カイさんが卒業してからは、中学校では俺とケンと工藤の3人でつるんでいた。
あの頃はとても楽しくて、あぁ卒業したくねえな、って思ってた。ずっとこうやって、みんなで変わらず馬鹿やってたいなって。
人の心なんて、簡単に移り変わっていくものなのに。
「おはよ」
パチリと目を開けば、見知らぬ男子生徒が俺の寝ているベットに腰掛けていた。
いや、正確には1度だけ相見えたことがある。
「ひさしぶり、渡辺クン」
「……芹澤さん?」
ニッコリ。
そう聞こえそうなほど整った笑みを浮かべていたのは、噂の人、芹澤さんであった。
「調子はどう?」
「……まだ少し疲れてますけど、問題ないです」
「そっかー」
はは、と彼は微笑みながら俺の頭を撫でる。

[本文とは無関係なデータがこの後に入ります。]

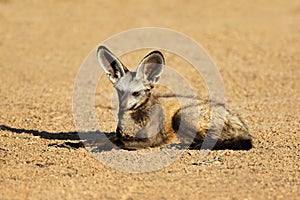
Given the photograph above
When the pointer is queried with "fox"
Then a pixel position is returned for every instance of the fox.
(149, 116)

飄々とした雰囲気の彼は、どこか読めない。
「あの……何か用が…?」
「ああ、ずっと君と話がしてみたかったんだよね。用という用はないかな。ただ、君ってどんなひとなのかなって興味があるんだ」
「はあ……」
やべーな怪しい匂いしかしないんだぜ。
こういうタイプの人間は扱いが難しい。下手なこと言うと何しでかすかわかったもんじゃない。俺はそっと彼を綾瀬川先輩カテゴリーに分類した。
「俺、人間観察が趣味なんだけど」
「へ、へえ」
「?」
突然始まった話に着いていけず、若干引いてる俺に首を傾げる芹澤さん。俺は気にせずどうぞどうぞと先を促す。
「前から君たちの話は兄さんから聞いてたんだ。面白いのが入ってきたって」
どうやら寮長のせいでフラグが立ったらしい。許せねえ。